Holcomb’s primary guitars are PRS Mark Holcomb signature models — his own development with Paul Reed Smith. Current Core model (2025): mango top, 25.5-inch scale maple neck, ebony fretboard with 20-inch radius, Seymour Duncan Scarlet (neck) and Scourge (bridge) pickups, Holcomb Burst purple finish. For standard six-string Periphery songs, he plays the 2023 PRS SE Mark Holcomb off-the-shelf stock (the SE prototype from late 2015 was his main studio guitar through Periphery 3). He also plays the PRS SE Mark Holcomb SVN seven-string for extended-range material and a custom PRS 8-string for eight-string Periphery songs.

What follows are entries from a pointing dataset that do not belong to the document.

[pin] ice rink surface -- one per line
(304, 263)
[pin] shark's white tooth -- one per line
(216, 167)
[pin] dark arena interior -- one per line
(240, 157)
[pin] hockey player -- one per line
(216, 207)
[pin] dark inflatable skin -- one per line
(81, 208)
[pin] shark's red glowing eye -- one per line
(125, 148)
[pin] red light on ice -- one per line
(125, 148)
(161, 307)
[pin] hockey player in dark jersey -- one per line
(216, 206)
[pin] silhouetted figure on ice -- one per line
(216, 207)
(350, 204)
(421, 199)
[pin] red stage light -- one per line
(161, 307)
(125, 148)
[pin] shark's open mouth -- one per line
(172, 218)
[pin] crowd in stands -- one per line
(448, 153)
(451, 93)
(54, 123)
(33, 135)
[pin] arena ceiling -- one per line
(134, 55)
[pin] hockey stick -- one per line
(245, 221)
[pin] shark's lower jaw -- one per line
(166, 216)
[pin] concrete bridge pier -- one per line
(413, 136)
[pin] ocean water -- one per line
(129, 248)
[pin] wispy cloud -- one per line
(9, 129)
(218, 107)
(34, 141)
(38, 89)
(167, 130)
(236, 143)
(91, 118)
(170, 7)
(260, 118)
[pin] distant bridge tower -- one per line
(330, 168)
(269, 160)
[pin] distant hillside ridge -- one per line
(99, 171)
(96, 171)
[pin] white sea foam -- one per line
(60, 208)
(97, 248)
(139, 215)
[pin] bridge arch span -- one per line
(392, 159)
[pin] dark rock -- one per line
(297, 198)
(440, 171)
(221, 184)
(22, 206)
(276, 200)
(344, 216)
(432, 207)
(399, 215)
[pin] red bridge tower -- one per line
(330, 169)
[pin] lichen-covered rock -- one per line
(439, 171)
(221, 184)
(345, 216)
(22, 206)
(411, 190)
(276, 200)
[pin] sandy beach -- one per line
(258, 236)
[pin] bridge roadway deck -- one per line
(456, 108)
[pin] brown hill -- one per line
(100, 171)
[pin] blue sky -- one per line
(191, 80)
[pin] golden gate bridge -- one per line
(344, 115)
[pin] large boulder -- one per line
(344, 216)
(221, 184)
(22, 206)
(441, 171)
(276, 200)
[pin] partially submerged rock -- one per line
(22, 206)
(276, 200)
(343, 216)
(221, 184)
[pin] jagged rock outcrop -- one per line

What is the Holcomb Burst finish?
The Holcomb Burst is the signature dark purple finish that Mark Holcomb developed in collaboration with PRS Guitars. Per Holcomb: “I’ve always loved purple. Not Barney-purple, but a classier, darker purple.” He went into the PRS paint room with his artist relations contact Rich Hannon (who previously worked in the PRS paint department) and mocked up colors until they found the specific rich, deep purple that became the Holcomb Burst. The finish appears on both the PRS Core and SE Mark Holcomb models and has become one of the most recognizable guitar colorways in progressive metal.

What are the Seymour Duncan Alpha/Omega and Scarlet/Scourge pickups?
The Alpha (neck) and Omega (bridge) were the original pickup set designed for the PRS SE Mark Holcomb in collaboration with Seymour Duncan — developed to provide “tight low-end response, aggressive attack, and clear note definition” for metal while handling clean tones and mid-gain applications. The Scarlet (neck) and Scourge (bridge) are the updated pickup set on the current Core model — delivering “focused low-end punch and crystal-clear articulation” with improved coil-splitting character. Both sets were voiced in the context of Holcomb’s Fractal Audio Axe-FX II XL to ensure consistent performance across all his Axe-FX presets.

What amplifier does Mark Holcomb use?
Primary live and studio amp modeling: Fractal Audio Axe-FX (II XL, then III). The Axe-FX is used as the preamp/modeling stage, with Peavey 6505+ heads used as power amps for the Axe-FX signal in live performance contexts. Earlier amp documentation includes PRS Archon (clean, crunch, and high-gain), Peavey 5150 II, and PRS MT15 (used for clinics as a lower-wattage alternative to the Archon).

What is the Horizon Devices Precision Drive?
The Horizon Devices Precision Drive is a pedal co-designed by Misha Mansoor with the Horizon Devices company — a combined gate and drive unit specifically engineered for the djent/progressive metal approach. Its gate function eliminates noise between palm-muted notes (the silent spaces are critical to the djent aesthetic), while its drive section adds gain tightening before the amplifier. Mark Holcomb uses it alongside the Boss NS-2 Noise Suppressor for comprehensive noise management in his high-gain, extended-range guitar context.

How did Mark Holcomb join Periphery?
Holcomb joined Periphery in 2011-2012 after submitting a guitar-playing audition video to Misha Mansoor that demonstrated his technical and stylistic fit with the band. He had been a Periphery fan before becoming a member — making the transition from audience to bandmate through the 2010s-era mechanism of online video audition that digital communication enabled. His specific role in the band is as the third guitarist alongside Mansoor and Jake Bowen, contributing lead guitar, melodic, and atmospheric elements to Periphery’s triple-guitar sound.

What makes the PRS Mark Holcomb signature unusual in the progressive metal context?
PRS (Paul Reed Smith) guitars are primarily associated with rock, blues, and mainstream metal — not the extended-range, djent-oriented progressive metal context that Ibanez and Jackson have traditionally dominated. Holcomb’s PRS signature models introduced the PRS brand and construction philosophy into the djent/progressive metal market, offering players the PRS quality standard (careful construction, excellent hardware, specific tonal character from carefully selected tonewood combinations) in a guitar specified for the technical demands of modern progressive metal (25.5-inch scale for drop tunings, extended range SVN model, high-output specialized pickups). PRS’s artist page notes that Holcomb “played a major role in popularizing the use of extended range guitars in recent years.”